Unions representing Vallejo’s public employees tried to argue that state labor laws protected the contracts. But the federal judge handling the bankruptcy, Michael S. McManus, wrote that federal bankruptcy law trumped the state labor law. He also observed that Congress could have set tougher standards for municipalities voiding their labor contracts — it did so for companies. But such bills died in committee.
After reaching his decision, the judge gave both sides one more chance to try to negotiate less-onerous concessions.
“The world is watching, and I don’t say that with pride, because we never wanted to file a Chapter 9,” said Marc A. Levinson, a partner with Orrick, Herrington & Sutcliffe who is representing Vallejo in the bankruptcy. The city ran out of money last year, after promising benefits that it could not afford when the recession drove down tax receipts.
Vallejo’s bankruptcy is being closely watched because its problems mirror those in many communities that have promised benefits that now look unsustainable. In many places the benefits have been locked in with statutory and constitutional guarantees.
“That’s why Vallejo is so important,” said James E. Spiotto, a Chapter 9 specialist with the firm of Chapman & Cutler in Chicago. “Chapter 9 and bankruptcy is the land of broken promises.” He said unions were better off negotiating concessions now than landing in bankruptcy court and ending up with no contract at all.
But entirely different rules apply to bonded debt, and to a related problem plaguing some communities: derivatives.

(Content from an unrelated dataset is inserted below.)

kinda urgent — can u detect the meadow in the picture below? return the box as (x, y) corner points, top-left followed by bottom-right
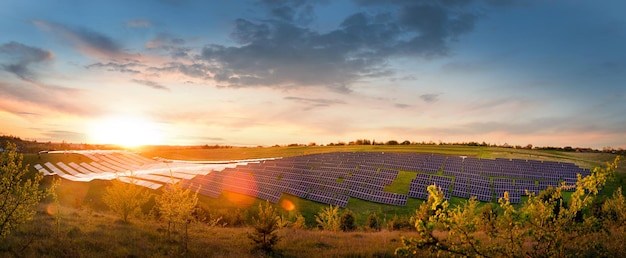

Chapter 9 was never meant to be a place where governments could get out of their bonded debt, Mr. Spiotto said.
Derivatives are largely untested, but the issue may reach a decisive point in Jefferson County, Ala., which is entangled in interest-rate swaps. The swaps were intended to shield the county from rising interest rates after it issued a large amount of variable-rate debt to pay for a new sewer system.
The swap arrangements broke down amid last year’s turmoil in the credit markets, leaving Jefferson County with $3.2 billion in debt that it can neither pay nor refinance. Some officials are now calling for a Chapter 9 filing; others are against it.
Alabama’s governor, Bob Riley, has written to the Treasury secretary and the Federal Reserve chairman, asking for help in stretching out Alabama’s financial obligations, rather than repudiating them.
The Treasury secretary, meanwhile, is working on a much broader initiative to give the federal government the power to modify the contracts of the financial institutions it takes over. The proposal raises several new issues, because it would eliminate the judicial oversight of bankruptcy proceedings and the opportunity for affected parties to challenge the changes.
The goal is to speed up reaction time to crises, said Lisa Hill Fenning, a retired bankruptcy judge who now practices at Dewey & LeBoeuf in Los Angeles. “Traditional ways of dealing with these problems are too complicated and would take too long,” Ms. Fenning said. “They’re trying to cut through red tape.”